The wind howled around him, echoing the howling in his heart. How could Bruce have become so cruel to him?
How?

Months earlier, when his family was murdered in an encounter with Two-Face, Dick had been devastated. He hadn’t known where to go, whom to turn to. Bruce had taken him under his wing. He had given him a home, a family to replace in some small way the one he’d lost.

And more than that, he had given Dick a purpose. A way to make the bad thing that had happened to him into something good.

Naturally, Dick had been grateful to him. But in all those months, had Bruce ever shown any affection for him? Any real feeling?

Now that the young man thought about it, it was only Alfred from whom he’d gotten any familial vibes—anything approaching compassion or warmth or love. Bruce always seemed so stony, so withdrawn. It was as if he was holding a part of himself back.

No . . .

There had been moments, hadn’t there, when Bruce seemed to open up to him? When he treated him like an equal? There had been times when they shared a joke . . . or an appreciation for something . . .

Dick shook his head.

It was hard for him to remember, hard to separate truth from distraction. When he tried to recall the good parts of his stay with Bruce, when he tried to imagine him as something other than a selfish tyrant . . . something happened. And all he could think about was Ivy.

The seductive smell of her. The way her eyes shone, as if with an inner light. The perfection of her, the softness of her skin, and the silken beauty of her hair.

Ivy, who offered him a life of love given and returned. Ivy, for whom he burned with passion as he’d never burned before.

But . . . she was also a criminal, wasn’t she? Like the two-faced monster who had put an end to the Flying Graysons? When he thought of her that way, he knew there was no way he could love her.

But he
did
love her, he snarled, holding his fists to his forehead. God help him, he
did.

Suddenly, Dick saw a way out of his dilemma. He would reform her. He would make her give up her life of crime to be with him. And if Ivy wouldn’t do it? If she refused?
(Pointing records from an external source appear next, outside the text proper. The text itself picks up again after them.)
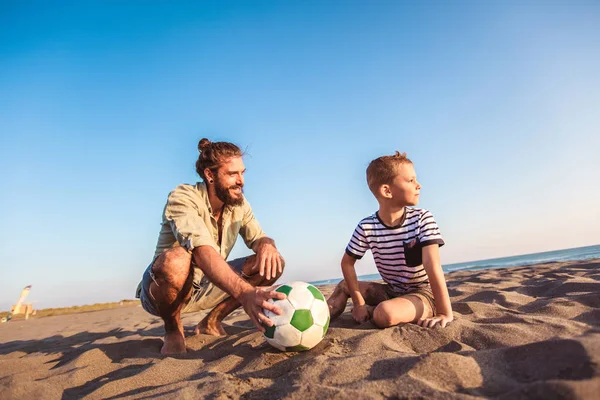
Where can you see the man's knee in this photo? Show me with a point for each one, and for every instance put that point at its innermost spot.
(173, 266)
(382, 316)
(343, 287)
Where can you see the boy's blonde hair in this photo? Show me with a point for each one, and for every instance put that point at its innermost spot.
(382, 170)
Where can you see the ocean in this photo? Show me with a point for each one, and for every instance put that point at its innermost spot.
(579, 253)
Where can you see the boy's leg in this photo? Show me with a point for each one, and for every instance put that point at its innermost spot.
(211, 324)
(170, 290)
(373, 293)
(399, 310)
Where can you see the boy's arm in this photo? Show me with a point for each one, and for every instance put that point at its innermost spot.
(351, 280)
(433, 267)
(359, 311)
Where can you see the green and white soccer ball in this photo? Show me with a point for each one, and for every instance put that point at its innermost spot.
(304, 320)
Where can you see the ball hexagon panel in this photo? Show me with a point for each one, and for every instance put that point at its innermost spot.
(302, 320)
(301, 298)
(286, 315)
(320, 312)
(312, 336)
(287, 335)
(316, 292)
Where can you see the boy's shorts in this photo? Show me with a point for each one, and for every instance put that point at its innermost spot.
(424, 293)
(205, 294)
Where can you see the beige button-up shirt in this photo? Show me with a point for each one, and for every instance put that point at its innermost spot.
(188, 221)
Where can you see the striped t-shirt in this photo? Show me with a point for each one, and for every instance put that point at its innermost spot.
(397, 250)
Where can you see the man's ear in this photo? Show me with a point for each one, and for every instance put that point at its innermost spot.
(209, 175)
(385, 191)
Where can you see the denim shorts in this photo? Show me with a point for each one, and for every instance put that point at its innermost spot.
(424, 293)
(205, 294)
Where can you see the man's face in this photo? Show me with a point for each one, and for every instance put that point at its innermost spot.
(405, 188)
(229, 181)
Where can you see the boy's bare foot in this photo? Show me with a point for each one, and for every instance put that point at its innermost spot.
(174, 343)
(210, 327)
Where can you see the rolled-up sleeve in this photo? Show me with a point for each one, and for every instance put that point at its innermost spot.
(188, 226)
(250, 229)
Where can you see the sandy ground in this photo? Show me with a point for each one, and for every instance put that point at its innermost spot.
(527, 332)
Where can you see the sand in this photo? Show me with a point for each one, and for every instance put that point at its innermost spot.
(526, 332)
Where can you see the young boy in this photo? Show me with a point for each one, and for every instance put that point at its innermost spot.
(405, 245)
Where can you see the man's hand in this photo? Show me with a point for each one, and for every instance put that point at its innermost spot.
(440, 319)
(268, 258)
(255, 300)
(361, 313)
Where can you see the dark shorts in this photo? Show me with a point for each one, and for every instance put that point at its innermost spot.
(205, 294)
(424, 293)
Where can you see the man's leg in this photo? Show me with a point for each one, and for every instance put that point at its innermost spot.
(401, 310)
(373, 293)
(171, 290)
(211, 324)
He wasn’t going to think about that possibility—the same way he hadn’t thought about the possibility of falling when he was performing with his family in the big top. He was simply going to do what he had to do.

His mind made up, Dick rose from the grass and straddled his bike. Then he started it up, scooted back onto the road, and headed back in the direction of Wayne Manor!